鎧袖一触!東国からの刺客



 シンドバーグと義兄弟の契りを結び、別れた後、サーロを出迎えたのはパーティーメンバーのやや冷たい反応だった。


「なーんだ、結局、元ご主人様の勝ちだったんですね……はぁ〜あ」

「なるほど……シラけますね」

「……」

「キミたち不満なのかね!?俺がピエロみたいじゃないか!?」

「お気づきでしょうか……あなたはピエロです」

「な!?ショックだが!」


 だが、それもおそらくは女の子ならではの微妙な心の機微、言うなれば照れ隠しなのかもしれないという希望的観測を持たずして、転生主人公は務まらない。
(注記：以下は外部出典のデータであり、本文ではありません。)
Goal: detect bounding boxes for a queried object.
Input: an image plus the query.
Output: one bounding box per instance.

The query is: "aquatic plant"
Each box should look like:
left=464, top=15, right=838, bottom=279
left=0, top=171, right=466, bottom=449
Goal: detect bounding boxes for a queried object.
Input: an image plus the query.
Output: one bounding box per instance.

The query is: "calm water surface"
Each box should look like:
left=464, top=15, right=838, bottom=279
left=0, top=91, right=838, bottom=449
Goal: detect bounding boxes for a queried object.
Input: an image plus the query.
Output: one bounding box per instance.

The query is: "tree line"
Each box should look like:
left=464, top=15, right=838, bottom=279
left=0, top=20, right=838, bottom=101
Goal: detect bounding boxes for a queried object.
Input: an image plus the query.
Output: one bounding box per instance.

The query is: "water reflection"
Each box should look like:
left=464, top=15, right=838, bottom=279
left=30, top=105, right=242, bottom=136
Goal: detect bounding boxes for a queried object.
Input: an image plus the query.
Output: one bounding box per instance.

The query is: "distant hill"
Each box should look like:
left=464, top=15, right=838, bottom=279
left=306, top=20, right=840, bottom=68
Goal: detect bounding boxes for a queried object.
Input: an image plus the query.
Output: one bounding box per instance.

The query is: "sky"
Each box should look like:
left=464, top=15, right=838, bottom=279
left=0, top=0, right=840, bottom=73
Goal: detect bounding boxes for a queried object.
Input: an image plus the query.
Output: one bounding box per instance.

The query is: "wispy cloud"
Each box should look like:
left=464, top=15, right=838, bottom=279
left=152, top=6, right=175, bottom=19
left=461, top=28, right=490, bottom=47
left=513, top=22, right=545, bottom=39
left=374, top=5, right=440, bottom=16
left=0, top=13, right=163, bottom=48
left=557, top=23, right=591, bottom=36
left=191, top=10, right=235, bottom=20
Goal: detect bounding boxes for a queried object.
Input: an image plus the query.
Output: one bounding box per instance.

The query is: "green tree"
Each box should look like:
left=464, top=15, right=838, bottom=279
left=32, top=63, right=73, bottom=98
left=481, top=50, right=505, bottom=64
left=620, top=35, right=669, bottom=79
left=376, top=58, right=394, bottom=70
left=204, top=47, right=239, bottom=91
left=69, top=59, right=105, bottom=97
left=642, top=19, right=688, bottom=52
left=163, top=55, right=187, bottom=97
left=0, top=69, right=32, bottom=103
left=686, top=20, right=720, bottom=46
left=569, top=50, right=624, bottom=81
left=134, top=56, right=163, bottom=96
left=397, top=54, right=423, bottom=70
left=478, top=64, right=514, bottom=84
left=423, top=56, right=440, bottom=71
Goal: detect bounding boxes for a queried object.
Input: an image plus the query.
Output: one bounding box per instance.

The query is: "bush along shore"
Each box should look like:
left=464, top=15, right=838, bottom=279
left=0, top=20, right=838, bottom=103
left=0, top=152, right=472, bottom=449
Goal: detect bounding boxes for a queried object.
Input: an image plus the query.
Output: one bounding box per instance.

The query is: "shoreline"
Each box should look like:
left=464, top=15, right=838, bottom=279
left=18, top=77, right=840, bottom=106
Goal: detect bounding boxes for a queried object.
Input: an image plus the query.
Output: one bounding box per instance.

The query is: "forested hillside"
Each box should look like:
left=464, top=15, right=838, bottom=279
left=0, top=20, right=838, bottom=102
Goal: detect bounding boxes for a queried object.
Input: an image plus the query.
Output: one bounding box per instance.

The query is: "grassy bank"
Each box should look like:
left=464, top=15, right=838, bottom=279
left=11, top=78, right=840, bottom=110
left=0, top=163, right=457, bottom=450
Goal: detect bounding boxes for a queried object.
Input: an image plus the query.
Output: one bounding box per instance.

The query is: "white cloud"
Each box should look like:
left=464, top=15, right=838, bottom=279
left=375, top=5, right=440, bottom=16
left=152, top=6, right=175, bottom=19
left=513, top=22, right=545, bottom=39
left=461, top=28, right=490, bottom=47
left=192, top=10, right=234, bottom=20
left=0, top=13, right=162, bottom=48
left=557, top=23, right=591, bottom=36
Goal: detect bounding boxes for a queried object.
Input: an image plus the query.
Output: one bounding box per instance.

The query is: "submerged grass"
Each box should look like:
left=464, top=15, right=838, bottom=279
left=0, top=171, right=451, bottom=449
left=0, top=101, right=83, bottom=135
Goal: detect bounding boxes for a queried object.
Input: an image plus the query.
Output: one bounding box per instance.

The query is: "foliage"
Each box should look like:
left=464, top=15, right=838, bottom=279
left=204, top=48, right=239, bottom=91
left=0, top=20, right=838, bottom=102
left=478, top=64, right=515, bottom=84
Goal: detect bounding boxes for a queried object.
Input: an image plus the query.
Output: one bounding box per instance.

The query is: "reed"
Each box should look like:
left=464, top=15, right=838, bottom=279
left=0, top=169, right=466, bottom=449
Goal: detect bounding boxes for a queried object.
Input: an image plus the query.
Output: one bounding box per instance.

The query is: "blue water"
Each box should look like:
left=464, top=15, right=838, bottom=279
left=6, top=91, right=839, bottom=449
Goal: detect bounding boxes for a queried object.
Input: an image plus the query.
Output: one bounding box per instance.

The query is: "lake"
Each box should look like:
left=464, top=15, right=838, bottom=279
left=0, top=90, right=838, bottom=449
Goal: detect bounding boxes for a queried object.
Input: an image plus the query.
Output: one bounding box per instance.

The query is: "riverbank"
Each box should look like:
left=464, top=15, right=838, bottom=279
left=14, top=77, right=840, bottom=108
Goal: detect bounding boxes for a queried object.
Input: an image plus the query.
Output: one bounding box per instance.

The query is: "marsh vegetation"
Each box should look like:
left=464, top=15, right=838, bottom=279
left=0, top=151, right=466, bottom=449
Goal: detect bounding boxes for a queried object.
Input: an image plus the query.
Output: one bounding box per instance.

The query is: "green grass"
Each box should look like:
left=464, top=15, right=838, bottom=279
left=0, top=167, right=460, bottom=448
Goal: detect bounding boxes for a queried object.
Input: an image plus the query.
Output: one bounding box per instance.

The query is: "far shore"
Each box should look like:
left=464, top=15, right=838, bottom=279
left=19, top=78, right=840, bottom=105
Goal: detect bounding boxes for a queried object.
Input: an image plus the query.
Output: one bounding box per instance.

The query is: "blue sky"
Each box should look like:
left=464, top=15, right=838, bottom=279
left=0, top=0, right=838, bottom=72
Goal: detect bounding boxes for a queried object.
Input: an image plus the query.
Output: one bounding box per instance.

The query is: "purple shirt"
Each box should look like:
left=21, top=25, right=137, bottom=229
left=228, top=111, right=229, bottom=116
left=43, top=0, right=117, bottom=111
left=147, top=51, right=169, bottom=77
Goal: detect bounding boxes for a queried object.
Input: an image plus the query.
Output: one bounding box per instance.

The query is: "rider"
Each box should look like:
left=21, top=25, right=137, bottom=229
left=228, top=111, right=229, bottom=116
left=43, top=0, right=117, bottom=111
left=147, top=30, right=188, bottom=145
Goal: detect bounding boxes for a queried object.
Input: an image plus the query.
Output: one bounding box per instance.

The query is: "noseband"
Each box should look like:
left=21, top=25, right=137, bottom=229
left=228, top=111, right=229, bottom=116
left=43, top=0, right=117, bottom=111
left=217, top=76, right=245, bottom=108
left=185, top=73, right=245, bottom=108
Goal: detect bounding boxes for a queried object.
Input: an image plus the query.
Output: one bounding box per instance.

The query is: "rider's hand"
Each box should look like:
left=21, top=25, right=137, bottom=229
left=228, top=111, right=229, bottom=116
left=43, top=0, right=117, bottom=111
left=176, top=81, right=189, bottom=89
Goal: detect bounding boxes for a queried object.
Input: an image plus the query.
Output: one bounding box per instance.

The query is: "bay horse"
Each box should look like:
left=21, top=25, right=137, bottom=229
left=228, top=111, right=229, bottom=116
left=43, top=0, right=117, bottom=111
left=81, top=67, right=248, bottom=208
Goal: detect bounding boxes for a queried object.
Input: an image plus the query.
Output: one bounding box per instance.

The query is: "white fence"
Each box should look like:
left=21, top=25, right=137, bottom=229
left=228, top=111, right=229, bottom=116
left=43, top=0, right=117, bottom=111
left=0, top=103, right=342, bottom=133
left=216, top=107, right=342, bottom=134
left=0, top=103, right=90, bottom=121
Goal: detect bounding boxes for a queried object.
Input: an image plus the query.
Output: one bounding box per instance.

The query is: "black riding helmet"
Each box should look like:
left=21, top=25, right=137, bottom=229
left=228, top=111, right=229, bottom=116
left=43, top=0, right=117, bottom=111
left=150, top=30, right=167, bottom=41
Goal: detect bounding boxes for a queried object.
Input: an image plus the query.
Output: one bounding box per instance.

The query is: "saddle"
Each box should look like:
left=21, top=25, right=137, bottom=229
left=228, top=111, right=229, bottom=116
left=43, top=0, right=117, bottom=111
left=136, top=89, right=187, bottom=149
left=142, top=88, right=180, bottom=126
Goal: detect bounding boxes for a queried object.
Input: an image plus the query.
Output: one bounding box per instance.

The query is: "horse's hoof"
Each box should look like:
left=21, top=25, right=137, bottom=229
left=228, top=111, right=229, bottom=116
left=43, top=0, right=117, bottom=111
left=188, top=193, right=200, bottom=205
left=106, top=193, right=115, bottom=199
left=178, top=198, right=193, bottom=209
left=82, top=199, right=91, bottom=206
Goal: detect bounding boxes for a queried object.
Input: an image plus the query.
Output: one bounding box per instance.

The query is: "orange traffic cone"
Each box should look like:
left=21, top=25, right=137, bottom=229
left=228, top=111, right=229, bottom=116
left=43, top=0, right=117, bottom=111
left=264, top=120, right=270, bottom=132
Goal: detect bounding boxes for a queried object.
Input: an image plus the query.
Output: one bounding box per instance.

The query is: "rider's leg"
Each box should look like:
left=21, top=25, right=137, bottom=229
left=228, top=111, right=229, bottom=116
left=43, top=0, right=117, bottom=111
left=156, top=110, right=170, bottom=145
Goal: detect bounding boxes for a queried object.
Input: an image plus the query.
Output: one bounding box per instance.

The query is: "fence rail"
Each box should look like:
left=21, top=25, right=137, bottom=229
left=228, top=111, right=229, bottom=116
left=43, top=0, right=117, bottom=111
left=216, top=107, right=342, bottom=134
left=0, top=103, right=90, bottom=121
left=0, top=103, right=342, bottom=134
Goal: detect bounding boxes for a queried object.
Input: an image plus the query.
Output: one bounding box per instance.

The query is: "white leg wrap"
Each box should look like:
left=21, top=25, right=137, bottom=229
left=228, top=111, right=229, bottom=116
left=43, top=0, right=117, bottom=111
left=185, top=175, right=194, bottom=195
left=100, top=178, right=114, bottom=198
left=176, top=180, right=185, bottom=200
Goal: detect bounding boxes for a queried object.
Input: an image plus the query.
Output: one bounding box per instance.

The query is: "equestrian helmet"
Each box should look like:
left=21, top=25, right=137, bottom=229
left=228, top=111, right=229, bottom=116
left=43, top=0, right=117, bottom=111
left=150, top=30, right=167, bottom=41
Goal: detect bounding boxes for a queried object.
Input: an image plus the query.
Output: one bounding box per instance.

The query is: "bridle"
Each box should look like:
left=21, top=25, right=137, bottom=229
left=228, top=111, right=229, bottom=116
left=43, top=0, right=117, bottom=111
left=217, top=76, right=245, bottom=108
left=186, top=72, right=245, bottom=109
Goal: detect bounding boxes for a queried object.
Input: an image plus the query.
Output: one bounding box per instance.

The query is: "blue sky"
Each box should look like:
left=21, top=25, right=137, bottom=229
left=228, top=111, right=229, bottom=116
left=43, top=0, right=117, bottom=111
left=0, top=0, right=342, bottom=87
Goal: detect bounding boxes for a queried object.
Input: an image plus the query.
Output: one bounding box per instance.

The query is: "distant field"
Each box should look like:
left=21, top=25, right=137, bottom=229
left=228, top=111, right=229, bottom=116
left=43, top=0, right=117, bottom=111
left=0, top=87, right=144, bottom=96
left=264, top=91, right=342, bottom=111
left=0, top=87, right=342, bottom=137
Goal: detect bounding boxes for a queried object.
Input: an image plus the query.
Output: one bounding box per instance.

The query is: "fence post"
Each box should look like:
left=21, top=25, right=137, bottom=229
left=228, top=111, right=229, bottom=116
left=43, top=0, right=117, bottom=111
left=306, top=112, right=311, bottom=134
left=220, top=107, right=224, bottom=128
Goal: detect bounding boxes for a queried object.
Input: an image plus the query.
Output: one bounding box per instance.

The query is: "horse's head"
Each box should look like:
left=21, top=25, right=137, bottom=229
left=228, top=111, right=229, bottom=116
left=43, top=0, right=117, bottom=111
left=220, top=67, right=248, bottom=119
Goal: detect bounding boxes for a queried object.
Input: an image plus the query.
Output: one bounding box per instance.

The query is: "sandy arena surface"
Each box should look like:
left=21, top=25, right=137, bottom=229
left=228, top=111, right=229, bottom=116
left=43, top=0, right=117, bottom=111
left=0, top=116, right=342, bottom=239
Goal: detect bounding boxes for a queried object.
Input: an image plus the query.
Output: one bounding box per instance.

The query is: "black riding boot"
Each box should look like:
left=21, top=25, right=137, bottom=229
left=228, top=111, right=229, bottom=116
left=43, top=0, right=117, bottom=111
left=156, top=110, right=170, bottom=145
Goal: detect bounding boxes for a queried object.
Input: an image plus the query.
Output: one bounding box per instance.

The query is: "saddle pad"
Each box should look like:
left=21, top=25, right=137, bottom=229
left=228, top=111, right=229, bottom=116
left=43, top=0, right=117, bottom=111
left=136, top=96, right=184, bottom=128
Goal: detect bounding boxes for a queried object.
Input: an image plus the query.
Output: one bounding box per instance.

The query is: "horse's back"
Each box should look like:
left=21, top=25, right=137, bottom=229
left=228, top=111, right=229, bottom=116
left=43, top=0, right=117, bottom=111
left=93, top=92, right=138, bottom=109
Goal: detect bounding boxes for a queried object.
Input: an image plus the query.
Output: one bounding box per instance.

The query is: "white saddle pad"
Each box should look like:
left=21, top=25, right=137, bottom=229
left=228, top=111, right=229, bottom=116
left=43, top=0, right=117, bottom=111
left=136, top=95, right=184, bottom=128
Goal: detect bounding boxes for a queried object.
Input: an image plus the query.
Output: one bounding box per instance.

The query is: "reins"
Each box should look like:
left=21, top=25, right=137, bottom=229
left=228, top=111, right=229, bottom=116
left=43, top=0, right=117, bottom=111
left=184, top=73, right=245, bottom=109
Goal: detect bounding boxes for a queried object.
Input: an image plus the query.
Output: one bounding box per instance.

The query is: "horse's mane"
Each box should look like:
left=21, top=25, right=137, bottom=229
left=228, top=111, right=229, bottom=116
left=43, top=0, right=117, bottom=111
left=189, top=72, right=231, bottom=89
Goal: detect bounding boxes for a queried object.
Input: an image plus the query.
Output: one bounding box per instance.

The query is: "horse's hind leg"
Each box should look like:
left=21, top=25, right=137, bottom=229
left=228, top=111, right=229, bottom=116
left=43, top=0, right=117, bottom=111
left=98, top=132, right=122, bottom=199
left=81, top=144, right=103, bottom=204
 サーロは圧倒的ポジティブな方向に切り替えることにした。

 これは決して卑屈な開き直りではない。

 女の子へ優しく接するのは男の当然の義務なのだ。

 自分が必要とされている、愛される価値のある人間であると、女の子に常に自信を持たせる。

 それこそが男の役割であり、責任である。

 男の生は女のためにあるのだ。

 しかし、多くの男はその崇高な義務を忘れつつある。

 都合のいい肉欲の捌け口としてしか女を見ていない男たち──そういった低俗な観念を恥とも思わない輩はこの世から今すぐ消滅した後、転生の輪廻から外れて虚無の淵にあるという無界地獄を苦悶と苦痛に苛まれながら永劫に彷徨うべきだというのがサーロの持論だが、皮肉な運命の悪戯によって彼は未だもって童貞である。

 サーロは聖人じみた穏やかな笑みを浮かべ、金の入った袋を頭上に掲げてみせる。


「ほうら、ギルドからの報奨金もここにあるのだぞぅ」

「わーいっ♪おかえりなさいませ、ご主人様」

「さすがです」

「なかなかできることではない……」


 この温度差である。

 愛情を金で買ったような後ろめたさはあるものの、それでも褒められれば気分が良い。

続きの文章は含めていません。